Working in the UK after BrexitFrom a human resources viewpoint, the research suggests that Brexit will have a positive impact on the UK workforce. Surveys have revealed that organisations are placing greater emphasis on developing existing staff, increasing communications and opportunities to listen to employees, and exercising more caution in their recruitment in light of Brexit. If this is the case, the biggest changes for businesses in the next few years will be tougher competition for well-qualified staff, development of existing staff, and increased difficulty in recruiting senior and higher skilled employees.
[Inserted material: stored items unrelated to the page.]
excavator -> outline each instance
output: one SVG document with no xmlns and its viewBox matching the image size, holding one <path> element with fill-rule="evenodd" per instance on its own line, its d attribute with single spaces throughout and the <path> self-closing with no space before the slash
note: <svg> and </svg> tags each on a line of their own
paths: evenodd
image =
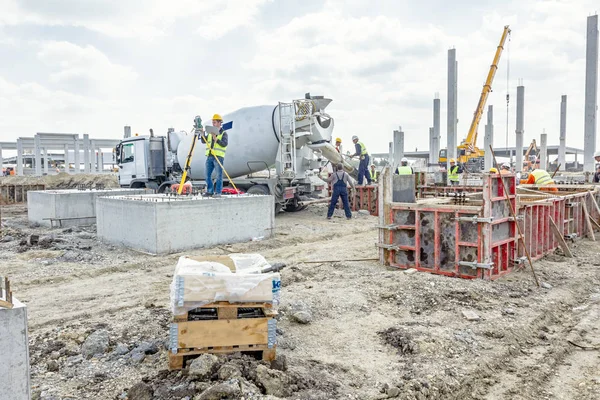
<svg viewBox="0 0 600 400">
<path fill-rule="evenodd" d="M 466 139 L 464 139 L 460 145 L 458 145 L 458 157 L 457 161 L 466 168 L 468 172 L 480 172 L 484 169 L 484 150 L 477 147 L 477 129 L 479 128 L 479 122 L 481 121 L 481 117 L 483 116 L 483 111 L 485 109 L 485 104 L 487 103 L 488 96 L 492 91 L 492 82 L 494 81 L 494 76 L 496 75 L 496 71 L 498 70 L 498 63 L 500 62 L 500 56 L 502 55 L 502 50 L 504 50 L 504 43 L 506 42 L 506 38 L 510 35 L 510 28 L 508 25 L 504 27 L 504 31 L 502 32 L 502 37 L 500 38 L 500 44 L 498 45 L 498 49 L 496 50 L 496 54 L 494 55 L 494 60 L 492 61 L 492 65 L 490 66 L 490 71 L 488 72 L 487 79 L 483 85 L 483 90 L 481 91 L 481 96 L 479 97 L 479 103 L 477 103 L 477 108 L 475 109 L 475 114 L 473 115 L 473 121 L 471 121 L 471 126 L 469 127 L 469 133 L 467 134 Z M 508 95 L 507 95 L 508 101 Z M 441 149 L 439 153 L 439 164 L 442 167 L 446 166 L 446 162 L 448 152 L 446 149 Z"/>
</svg>

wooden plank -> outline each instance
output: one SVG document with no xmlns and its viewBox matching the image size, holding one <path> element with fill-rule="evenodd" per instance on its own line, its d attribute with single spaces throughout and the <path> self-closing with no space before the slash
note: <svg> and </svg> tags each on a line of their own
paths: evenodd
<svg viewBox="0 0 600 400">
<path fill-rule="evenodd" d="M 587 209 L 587 205 L 585 204 L 585 199 L 582 199 L 583 201 L 581 202 L 581 205 L 583 206 L 583 216 L 585 217 L 585 222 L 587 224 L 587 235 L 589 238 L 591 238 L 594 242 L 596 241 L 596 235 L 594 235 L 594 227 L 592 226 L 592 223 L 590 222 L 590 219 L 592 218 L 590 216 L 590 213 L 588 213 L 588 209 Z"/>
<path fill-rule="evenodd" d="M 14 306 L 13 306 L 12 303 L 9 303 L 8 301 L 0 299 L 0 307 L 4 307 L 4 308 L 10 309 L 10 308 L 13 308 Z"/>
<path fill-rule="evenodd" d="M 569 246 L 567 245 L 565 238 L 558 230 L 558 226 L 556 226 L 556 223 L 554 222 L 552 217 L 550 217 L 550 227 L 552 228 L 552 232 L 554 233 L 556 240 L 558 240 L 558 245 L 562 249 L 563 253 L 565 253 L 565 256 L 567 256 L 569 258 L 573 258 L 573 253 L 571 253 L 571 249 L 569 249 Z"/>
<path fill-rule="evenodd" d="M 594 208 L 596 209 L 596 212 L 598 213 L 598 216 L 600 216 L 600 207 L 598 206 L 598 202 L 594 198 L 594 194 L 592 192 L 589 192 L 589 195 L 590 195 L 590 199 L 592 200 L 592 204 L 594 205 Z"/>
<path fill-rule="evenodd" d="M 217 315 L 219 316 L 219 319 L 237 319 L 238 308 L 219 307 L 217 308 Z"/>
<path fill-rule="evenodd" d="M 217 319 L 177 323 L 178 346 L 201 348 L 267 344 L 270 318 Z"/>
<path fill-rule="evenodd" d="M 598 230 L 600 230 L 600 224 L 596 221 L 594 221 L 594 218 L 592 218 L 592 216 L 590 215 L 590 221 L 592 222 L 592 225 L 594 225 L 596 228 L 598 228 Z"/>
</svg>

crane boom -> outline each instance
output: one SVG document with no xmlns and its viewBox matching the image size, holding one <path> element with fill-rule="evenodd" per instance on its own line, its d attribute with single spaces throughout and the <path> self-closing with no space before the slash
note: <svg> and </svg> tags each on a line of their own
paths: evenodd
<svg viewBox="0 0 600 400">
<path fill-rule="evenodd" d="M 506 37 L 509 34 L 510 28 L 508 27 L 508 25 L 506 25 L 504 27 L 504 31 L 502 32 L 502 37 L 500 38 L 500 44 L 498 45 L 498 49 L 496 50 L 494 61 L 490 66 L 490 72 L 488 72 L 487 79 L 485 81 L 485 84 L 483 85 L 483 90 L 481 91 L 481 96 L 479 97 L 479 103 L 477 104 L 477 109 L 475 109 L 473 121 L 471 122 L 471 127 L 469 128 L 469 134 L 467 135 L 467 138 L 462 142 L 461 146 L 459 146 L 468 149 L 471 152 L 475 151 L 476 149 L 477 129 L 479 128 L 479 122 L 481 121 L 481 117 L 483 116 L 483 110 L 485 108 L 488 95 L 492 91 L 492 82 L 494 81 L 494 76 L 496 75 L 496 71 L 498 70 L 498 63 L 500 62 L 502 50 L 504 50 L 504 43 L 506 42 Z"/>
</svg>

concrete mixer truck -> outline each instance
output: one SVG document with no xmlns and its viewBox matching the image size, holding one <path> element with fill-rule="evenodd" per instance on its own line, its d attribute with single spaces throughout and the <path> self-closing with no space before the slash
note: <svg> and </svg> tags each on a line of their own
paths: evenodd
<svg viewBox="0 0 600 400">
<path fill-rule="evenodd" d="M 290 103 L 245 107 L 223 115 L 229 136 L 224 167 L 236 187 L 271 194 L 277 208 L 295 211 L 324 189 L 317 171 L 325 160 L 342 163 L 355 174 L 353 165 L 331 144 L 334 122 L 325 113 L 329 103 L 331 99 L 307 93 Z M 120 185 L 164 193 L 179 183 L 193 135 L 169 129 L 167 136 L 126 137 L 116 148 Z M 193 186 L 203 187 L 204 147 L 197 146 L 194 153 L 188 176 Z"/>
</svg>

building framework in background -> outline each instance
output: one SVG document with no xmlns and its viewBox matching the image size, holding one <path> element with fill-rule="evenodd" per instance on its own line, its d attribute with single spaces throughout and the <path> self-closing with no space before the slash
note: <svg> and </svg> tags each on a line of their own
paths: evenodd
<svg viewBox="0 0 600 400">
<path fill-rule="evenodd" d="M 0 142 L 0 165 L 14 168 L 16 175 L 101 173 L 107 167 L 114 168 L 114 148 L 119 141 L 94 139 L 88 134 L 40 132 L 16 142 Z M 17 155 L 5 159 L 4 150 L 16 150 Z"/>
</svg>

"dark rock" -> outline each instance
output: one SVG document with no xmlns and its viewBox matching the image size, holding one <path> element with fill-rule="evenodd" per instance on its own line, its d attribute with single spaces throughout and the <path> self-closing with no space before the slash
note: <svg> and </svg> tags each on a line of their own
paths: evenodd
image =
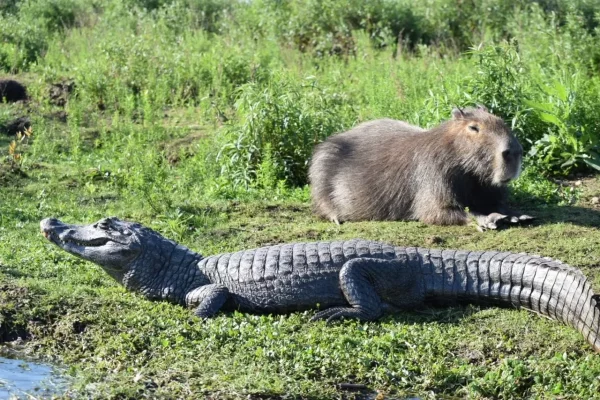
<svg viewBox="0 0 600 400">
<path fill-rule="evenodd" d="M 5 99 L 8 103 L 27 100 L 27 89 L 12 79 L 0 79 L 0 102 Z"/>
<path fill-rule="evenodd" d="M 73 333 L 76 333 L 76 334 L 83 333 L 85 331 L 86 327 L 87 327 L 87 323 L 81 322 L 81 321 L 75 321 L 75 322 L 73 322 Z"/>
<path fill-rule="evenodd" d="M 25 132 L 30 127 L 31 121 L 28 117 L 19 117 L 7 122 L 6 124 L 0 124 L 0 133 L 8 136 L 14 136 L 19 132 Z"/>
<path fill-rule="evenodd" d="M 50 103 L 59 107 L 64 107 L 67 104 L 67 99 L 75 90 L 75 82 L 72 80 L 64 80 L 62 82 L 53 83 L 50 86 Z"/>
</svg>

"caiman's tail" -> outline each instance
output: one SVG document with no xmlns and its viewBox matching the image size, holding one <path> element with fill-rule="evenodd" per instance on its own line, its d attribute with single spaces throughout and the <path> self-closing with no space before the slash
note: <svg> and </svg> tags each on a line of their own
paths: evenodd
<svg viewBox="0 0 600 400">
<path fill-rule="evenodd" d="M 416 251 L 427 296 L 526 308 L 571 325 L 600 352 L 600 296 L 579 269 L 522 253 Z"/>
</svg>

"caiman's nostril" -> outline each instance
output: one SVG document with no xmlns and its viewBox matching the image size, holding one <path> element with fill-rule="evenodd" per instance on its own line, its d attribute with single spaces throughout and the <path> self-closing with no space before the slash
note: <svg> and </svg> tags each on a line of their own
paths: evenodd
<svg viewBox="0 0 600 400">
<path fill-rule="evenodd" d="M 69 229 L 68 231 L 66 231 L 65 233 L 63 233 L 61 236 L 75 236 L 75 234 L 77 233 L 77 231 L 75 229 Z"/>
<path fill-rule="evenodd" d="M 510 150 L 504 150 L 504 151 L 502 152 L 502 157 L 504 157 L 504 158 L 508 158 L 508 157 L 510 157 Z"/>
<path fill-rule="evenodd" d="M 40 230 L 42 232 L 47 232 L 49 230 L 52 230 L 52 228 L 54 226 L 56 226 L 57 223 L 59 223 L 60 221 L 57 220 L 56 218 L 45 218 L 43 220 L 40 221 Z"/>
<path fill-rule="evenodd" d="M 56 218 L 45 218 L 40 221 L 40 231 L 46 239 L 50 238 L 50 234 L 54 231 L 60 221 Z"/>
</svg>

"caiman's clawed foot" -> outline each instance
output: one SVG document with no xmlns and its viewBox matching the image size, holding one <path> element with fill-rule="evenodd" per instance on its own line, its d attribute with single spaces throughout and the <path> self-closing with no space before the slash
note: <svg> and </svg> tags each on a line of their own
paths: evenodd
<svg viewBox="0 0 600 400">
<path fill-rule="evenodd" d="M 517 222 L 531 222 L 535 219 L 535 217 L 532 217 L 531 215 L 526 215 L 526 214 L 518 215 L 516 217 L 519 218 L 519 220 Z"/>
<path fill-rule="evenodd" d="M 489 215 L 480 215 L 476 217 L 477 230 L 484 232 L 486 230 L 496 230 L 508 225 L 529 223 L 535 218 L 526 214 L 500 214 L 491 213 Z"/>
<path fill-rule="evenodd" d="M 480 215 L 476 218 L 477 230 L 479 232 L 487 231 L 488 229 L 498 229 L 498 226 L 508 218 L 508 215 L 500 213 L 491 213 L 489 215 Z"/>
</svg>

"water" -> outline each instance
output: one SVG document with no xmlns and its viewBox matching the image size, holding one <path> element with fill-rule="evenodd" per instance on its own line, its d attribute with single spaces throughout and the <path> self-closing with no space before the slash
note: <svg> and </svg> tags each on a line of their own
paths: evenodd
<svg viewBox="0 0 600 400">
<path fill-rule="evenodd" d="M 65 386 L 65 379 L 50 365 L 0 357 L 0 400 L 51 397 Z"/>
</svg>

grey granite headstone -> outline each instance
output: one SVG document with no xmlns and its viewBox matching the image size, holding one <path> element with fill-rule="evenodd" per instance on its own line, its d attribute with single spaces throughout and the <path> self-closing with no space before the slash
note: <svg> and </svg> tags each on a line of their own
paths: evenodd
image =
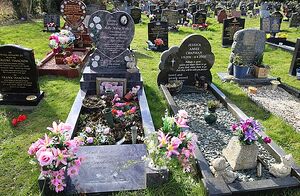
<svg viewBox="0 0 300 196">
<path fill-rule="evenodd" d="M 300 27 L 300 13 L 292 14 L 290 27 Z"/>
<path fill-rule="evenodd" d="M 239 56 L 244 65 L 252 66 L 263 57 L 266 35 L 257 29 L 243 29 L 235 33 L 230 54 L 228 72 L 233 74 L 232 62 Z"/>
<path fill-rule="evenodd" d="M 230 18 L 223 22 L 222 46 L 231 46 L 234 34 L 245 27 L 244 18 Z"/>
<path fill-rule="evenodd" d="M 143 144 L 84 146 L 79 175 L 71 181 L 77 193 L 105 193 L 146 188 Z"/>
<path fill-rule="evenodd" d="M 210 69 L 215 62 L 211 45 L 201 35 L 190 35 L 181 45 L 173 46 L 161 55 L 157 83 L 180 80 L 184 85 L 196 85 L 200 80 L 211 82 Z"/>
<path fill-rule="evenodd" d="M 280 26 L 281 22 L 279 17 L 270 16 L 267 18 L 260 18 L 260 30 L 264 31 L 265 33 L 279 33 Z"/>
<path fill-rule="evenodd" d="M 161 21 L 167 22 L 169 26 L 176 26 L 179 20 L 177 10 L 164 9 L 161 13 Z"/>
<path fill-rule="evenodd" d="M 91 70 L 125 70 L 126 59 L 133 56 L 128 49 L 134 36 L 132 17 L 126 12 L 100 10 L 91 15 L 88 29 L 96 44 L 96 50 L 88 62 Z"/>
<path fill-rule="evenodd" d="M 270 11 L 268 9 L 268 3 L 262 3 L 260 8 L 260 17 L 267 18 L 270 16 Z"/>
</svg>

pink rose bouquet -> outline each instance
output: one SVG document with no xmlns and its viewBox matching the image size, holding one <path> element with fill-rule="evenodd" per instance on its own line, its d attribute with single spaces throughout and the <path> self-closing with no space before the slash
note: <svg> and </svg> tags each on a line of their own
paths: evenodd
<svg viewBox="0 0 300 196">
<path fill-rule="evenodd" d="M 82 158 L 76 155 L 82 142 L 71 139 L 69 131 L 71 127 L 65 123 L 53 122 L 49 136 L 34 142 L 28 150 L 33 161 L 40 166 L 42 175 L 50 179 L 50 188 L 61 192 L 66 187 L 65 178 L 78 175 Z"/>
</svg>

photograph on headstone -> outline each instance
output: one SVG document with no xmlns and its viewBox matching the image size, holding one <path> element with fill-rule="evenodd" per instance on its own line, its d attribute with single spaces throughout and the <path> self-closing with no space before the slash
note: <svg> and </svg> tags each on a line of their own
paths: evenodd
<svg viewBox="0 0 300 196">
<path fill-rule="evenodd" d="M 234 34 L 245 27 L 245 19 L 243 18 L 230 18 L 225 19 L 223 22 L 222 33 L 222 46 L 228 47 L 233 43 Z"/>
<path fill-rule="evenodd" d="M 164 9 L 161 13 L 161 21 L 167 22 L 170 31 L 178 31 L 177 26 L 179 20 L 179 14 L 177 10 Z"/>
<path fill-rule="evenodd" d="M 44 31 L 58 32 L 60 30 L 60 16 L 53 14 L 44 15 Z"/>
</svg>

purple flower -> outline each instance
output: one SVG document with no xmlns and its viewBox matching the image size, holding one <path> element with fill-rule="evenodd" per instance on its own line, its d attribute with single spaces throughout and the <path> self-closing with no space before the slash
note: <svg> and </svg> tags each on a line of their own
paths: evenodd
<svg viewBox="0 0 300 196">
<path fill-rule="evenodd" d="M 86 139 L 87 143 L 92 144 L 94 142 L 94 138 L 93 137 L 88 137 Z"/>
<path fill-rule="evenodd" d="M 271 143 L 271 138 L 269 138 L 269 137 L 265 137 L 264 138 L 264 142 L 266 143 L 266 144 L 269 144 L 269 143 Z"/>
<path fill-rule="evenodd" d="M 255 132 L 253 130 L 250 129 L 245 132 L 244 141 L 246 141 L 246 140 L 248 140 L 249 142 L 257 140 L 257 138 L 255 137 Z"/>
<path fill-rule="evenodd" d="M 236 131 L 237 128 L 238 128 L 238 125 L 237 125 L 237 124 L 231 125 L 231 130 L 232 130 L 232 131 Z"/>
</svg>

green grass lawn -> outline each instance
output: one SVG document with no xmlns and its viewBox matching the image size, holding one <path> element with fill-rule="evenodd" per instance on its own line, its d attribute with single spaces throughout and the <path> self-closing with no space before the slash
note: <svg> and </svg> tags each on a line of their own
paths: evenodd
<svg viewBox="0 0 300 196">
<path fill-rule="evenodd" d="M 138 58 L 138 66 L 142 72 L 151 114 L 156 127 L 161 125 L 161 117 L 166 109 L 166 102 L 156 85 L 159 72 L 160 53 L 146 50 L 147 22 L 136 25 L 132 49 Z M 247 115 L 253 116 L 265 126 L 267 133 L 282 146 L 286 152 L 292 153 L 300 164 L 300 134 L 295 133 L 280 118 L 258 108 L 246 94 L 235 84 L 222 83 L 217 72 L 226 71 L 230 48 L 221 46 L 222 25 L 216 19 L 208 18 L 210 26 L 207 31 L 194 31 L 182 27 L 177 33 L 169 33 L 169 47 L 179 45 L 191 33 L 201 34 L 212 45 L 216 61 L 212 68 L 213 82 Z M 246 20 L 246 27 L 258 27 L 259 19 Z M 39 61 L 50 51 L 48 37 L 50 33 L 41 30 L 41 21 L 0 27 L 0 44 L 18 44 L 33 48 L 36 60 Z M 300 30 L 288 28 L 283 22 L 282 29 L 288 33 L 288 39 L 295 41 Z M 282 50 L 266 47 L 264 63 L 271 66 L 271 74 L 281 77 L 282 81 L 300 89 L 300 81 L 288 75 L 292 55 Z M 39 171 L 29 164 L 28 147 L 37 138 L 47 132 L 46 127 L 52 121 L 64 121 L 79 90 L 79 78 L 40 77 L 40 87 L 45 91 L 45 98 L 32 112 L 20 112 L 12 109 L 0 109 L 0 195 L 38 195 L 37 178 Z M 11 119 L 21 113 L 28 115 L 28 120 L 17 127 L 11 126 Z M 139 192 L 120 193 L 120 195 L 204 195 L 205 191 L 195 176 L 172 169 L 170 182 L 156 189 Z M 297 193 L 295 194 L 297 195 Z"/>
</svg>

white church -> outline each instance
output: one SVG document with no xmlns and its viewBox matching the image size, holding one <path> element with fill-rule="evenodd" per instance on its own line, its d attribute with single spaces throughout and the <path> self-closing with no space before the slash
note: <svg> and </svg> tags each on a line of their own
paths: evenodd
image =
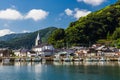
<svg viewBox="0 0 120 80">
<path fill-rule="evenodd" d="M 42 43 L 41 37 L 38 33 L 35 40 L 35 46 L 32 48 L 32 50 L 36 52 L 38 56 L 52 56 L 55 49 L 53 45 Z"/>
</svg>

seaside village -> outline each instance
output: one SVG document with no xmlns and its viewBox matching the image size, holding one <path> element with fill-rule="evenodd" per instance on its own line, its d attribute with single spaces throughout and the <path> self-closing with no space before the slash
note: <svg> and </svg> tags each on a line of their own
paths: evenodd
<svg viewBox="0 0 120 80">
<path fill-rule="evenodd" d="M 120 49 L 101 44 L 91 47 L 74 46 L 68 49 L 55 49 L 53 45 L 42 43 L 39 33 L 35 46 L 31 50 L 22 48 L 18 50 L 0 49 L 0 61 L 120 61 Z"/>
</svg>

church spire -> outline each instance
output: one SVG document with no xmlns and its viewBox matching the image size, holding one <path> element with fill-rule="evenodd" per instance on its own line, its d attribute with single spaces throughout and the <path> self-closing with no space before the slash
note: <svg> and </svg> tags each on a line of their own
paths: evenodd
<svg viewBox="0 0 120 80">
<path fill-rule="evenodd" d="M 39 35 L 39 32 L 38 32 L 37 38 L 36 38 L 36 40 L 35 40 L 35 46 L 38 46 L 38 45 L 40 45 L 41 43 L 42 43 L 42 41 L 41 41 L 41 38 L 40 38 L 40 35 Z"/>
<path fill-rule="evenodd" d="M 40 39 L 40 35 L 39 35 L 39 32 L 38 32 L 36 40 L 39 40 L 39 39 Z"/>
</svg>

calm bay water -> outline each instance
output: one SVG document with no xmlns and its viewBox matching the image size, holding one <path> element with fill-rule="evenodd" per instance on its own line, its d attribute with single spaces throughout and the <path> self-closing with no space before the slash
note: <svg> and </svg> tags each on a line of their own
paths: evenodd
<svg viewBox="0 0 120 80">
<path fill-rule="evenodd" d="M 0 80 L 120 80 L 120 63 L 0 63 Z"/>
</svg>

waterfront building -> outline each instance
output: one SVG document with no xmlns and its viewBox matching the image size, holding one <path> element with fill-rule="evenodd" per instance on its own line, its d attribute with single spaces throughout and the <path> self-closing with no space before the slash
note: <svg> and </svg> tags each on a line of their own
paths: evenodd
<svg viewBox="0 0 120 80">
<path fill-rule="evenodd" d="M 107 47 L 107 46 L 103 46 L 101 47 L 101 49 L 97 49 L 97 52 L 99 53 L 100 56 L 110 56 L 110 57 L 114 57 L 116 56 L 116 53 L 118 52 L 119 50 L 115 47 Z M 97 54 L 98 54 L 97 53 Z"/>
<path fill-rule="evenodd" d="M 88 55 L 88 49 L 87 48 L 80 48 L 77 51 L 75 51 L 75 54 L 77 57 L 84 57 Z"/>
<path fill-rule="evenodd" d="M 54 61 L 72 61 L 75 56 L 75 50 L 73 49 L 60 49 L 57 50 L 54 55 Z"/>
<path fill-rule="evenodd" d="M 41 37 L 38 33 L 37 38 L 35 40 L 35 46 L 32 48 L 34 52 L 38 56 L 51 56 L 54 53 L 54 47 L 53 45 L 42 43 Z"/>
<path fill-rule="evenodd" d="M 27 57 L 28 49 L 22 48 L 18 50 L 13 50 L 14 55 L 17 57 Z"/>
<path fill-rule="evenodd" d="M 10 57 L 10 51 L 8 48 L 0 48 L 0 57 Z"/>
<path fill-rule="evenodd" d="M 21 57 L 26 57 L 28 51 L 29 51 L 29 50 L 28 50 L 28 49 L 25 49 L 25 48 L 21 49 L 21 50 L 20 50 L 20 56 L 21 56 Z"/>
<path fill-rule="evenodd" d="M 35 57 L 35 56 L 37 56 L 35 51 L 30 50 L 27 52 L 27 57 Z"/>
<path fill-rule="evenodd" d="M 14 52 L 14 55 L 15 55 L 15 56 L 17 56 L 17 57 L 20 56 L 20 49 L 18 49 L 18 50 L 13 50 L 13 52 Z"/>
</svg>

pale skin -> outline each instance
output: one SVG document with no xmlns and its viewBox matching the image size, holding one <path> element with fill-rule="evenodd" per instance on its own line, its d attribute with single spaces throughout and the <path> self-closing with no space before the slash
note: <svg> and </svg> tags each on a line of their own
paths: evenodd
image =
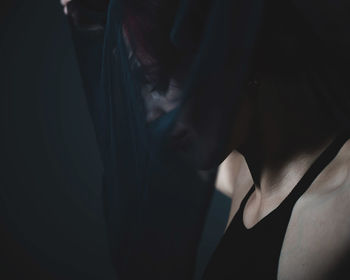
<svg viewBox="0 0 350 280">
<path fill-rule="evenodd" d="M 65 14 L 70 1 L 61 0 Z M 147 120 L 155 120 L 174 109 L 179 103 L 178 93 L 173 83 L 165 95 L 145 88 Z M 239 119 L 246 119 L 246 116 Z M 262 165 L 265 168 L 261 171 L 260 186 L 249 198 L 243 212 L 246 228 L 254 227 L 278 207 L 331 140 L 312 153 L 295 156 L 277 172 Z M 280 254 L 278 279 L 330 279 L 329 272 L 345 254 L 350 253 L 349 166 L 350 141 L 347 141 L 296 202 Z M 220 165 L 216 181 L 217 189 L 232 199 L 228 224 L 253 184 L 244 156 L 233 151 Z"/>
<path fill-rule="evenodd" d="M 63 12 L 65 15 L 67 15 L 68 14 L 67 4 L 72 0 L 60 0 L 60 1 L 61 1 L 61 5 L 63 6 Z"/>
<path fill-rule="evenodd" d="M 244 209 L 246 228 L 254 227 L 288 196 L 324 148 L 312 155 L 300 155 L 286 164 L 278 174 L 274 173 L 273 179 L 269 170 L 262 172 L 261 186 L 255 189 Z M 281 250 L 278 279 L 330 279 L 329 272 L 349 253 L 349 166 L 350 141 L 347 141 L 295 204 Z M 232 197 L 230 223 L 243 197 L 253 185 L 247 163 L 241 154 L 234 151 L 223 162 L 219 169 L 218 184 Z"/>
<path fill-rule="evenodd" d="M 307 136 L 303 130 L 305 124 L 295 122 L 297 114 L 303 114 L 305 116 L 303 121 L 308 123 L 307 118 L 311 118 L 312 114 L 288 106 L 288 110 L 281 113 L 279 108 L 284 105 L 283 98 L 266 90 L 258 90 L 251 98 L 247 97 L 247 101 L 242 103 L 242 112 L 237 115 L 235 127 L 245 120 L 248 121 L 239 129 L 233 129 L 233 139 L 241 136 L 242 143 L 246 143 L 246 146 L 243 149 L 234 148 L 221 164 L 217 187 L 232 198 L 229 224 L 242 199 L 255 185 L 255 190 L 243 211 L 244 226 L 250 229 L 284 201 L 314 160 L 333 141 L 334 135 L 323 139 L 323 143 L 316 143 L 318 146 L 314 146 L 312 151 L 294 153 L 292 157 L 286 158 L 276 166 L 269 161 L 271 155 L 288 151 L 294 139 L 305 141 L 305 137 L 317 133 L 317 129 L 307 126 L 309 127 L 307 131 L 310 132 Z M 251 114 L 257 116 L 251 118 L 255 121 L 249 121 Z M 290 121 L 288 125 L 285 125 L 285 120 Z M 259 128 L 264 133 L 250 133 L 259 131 Z M 290 138 L 291 141 L 286 141 L 288 138 L 279 141 L 283 139 L 281 131 L 294 138 Z M 260 162 L 260 164 L 251 169 L 249 162 Z M 350 140 L 343 145 L 337 156 L 322 170 L 294 205 L 281 249 L 278 279 L 335 279 L 332 273 L 337 272 L 337 265 L 345 261 L 345 257 L 349 257 L 349 167 Z M 253 178 L 256 178 L 255 182 Z M 266 235 L 268 234 L 266 232 Z"/>
</svg>

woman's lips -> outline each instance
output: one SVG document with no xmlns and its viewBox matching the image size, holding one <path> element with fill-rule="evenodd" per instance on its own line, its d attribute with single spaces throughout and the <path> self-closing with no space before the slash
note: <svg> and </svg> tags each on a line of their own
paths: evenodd
<svg viewBox="0 0 350 280">
<path fill-rule="evenodd" d="M 182 152 L 188 152 L 193 146 L 193 133 L 183 124 L 177 124 L 170 135 L 170 146 Z"/>
</svg>

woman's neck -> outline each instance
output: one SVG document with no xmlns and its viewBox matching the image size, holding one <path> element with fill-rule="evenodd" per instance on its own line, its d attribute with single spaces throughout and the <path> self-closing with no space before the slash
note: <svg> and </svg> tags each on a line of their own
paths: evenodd
<svg viewBox="0 0 350 280">
<path fill-rule="evenodd" d="M 252 174 L 254 184 L 262 196 L 284 196 L 284 194 L 289 194 L 294 186 L 297 185 L 312 163 L 328 145 L 329 143 L 327 142 L 313 152 L 301 153 L 285 162 L 281 162 L 279 166 L 275 164 L 270 165 L 270 162 L 263 159 L 260 160 L 260 166 L 256 164 L 252 166 L 254 159 L 246 154 L 244 157 Z"/>
<path fill-rule="evenodd" d="M 312 119 L 296 123 L 292 112 L 287 116 L 274 116 L 271 109 L 267 117 L 256 114 L 238 149 L 262 194 L 289 193 L 334 138 L 312 126 Z"/>
</svg>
In order to attract and retain employees with the best skills organisations will need to not only comply with but go beyond these changes. Nearly 70% of employers claimed recently that their vacancies have become hard to fill. This has prompted some employers to raise starting salaries and those of key employees to increase staff retention. (Pay growth is currently stuck at 2% in the past year except for these staff.) Market research carried out by the Chartered Institute of Personnel and Development highlighted a continuing demand for labour against a diminished supply. Low unemployment, decreases in net both EU migration and youth population are thought to be some of the factors behind this decline in the workforce. According to CIPD market analysis, the number of applicants per vacancy has decreased in the past year across all skill levels. The biggest decrease is seen for medium-skilled roles. An observed reduction in the number of non-UK EU nationals in employment in the UK is thought to be a significant factor in these trends. Low productivity and growth is preventing some businesses from increasing salaries (with the view to increase staff retention). If the gap worsens as the Brexit process continues, it will be essential for organisations to invest in building the skills they need and improving their talent pipeline for the future. CIPD recommend that employers and policy makers invest in skills and management to raise workplace productivity. Employers should encourage ‘smarter’ not just ‘harder’ working. And they also suggest that the government need to ensure that their post-Brexit immigration policy provides employers with all of the skills and labour they need.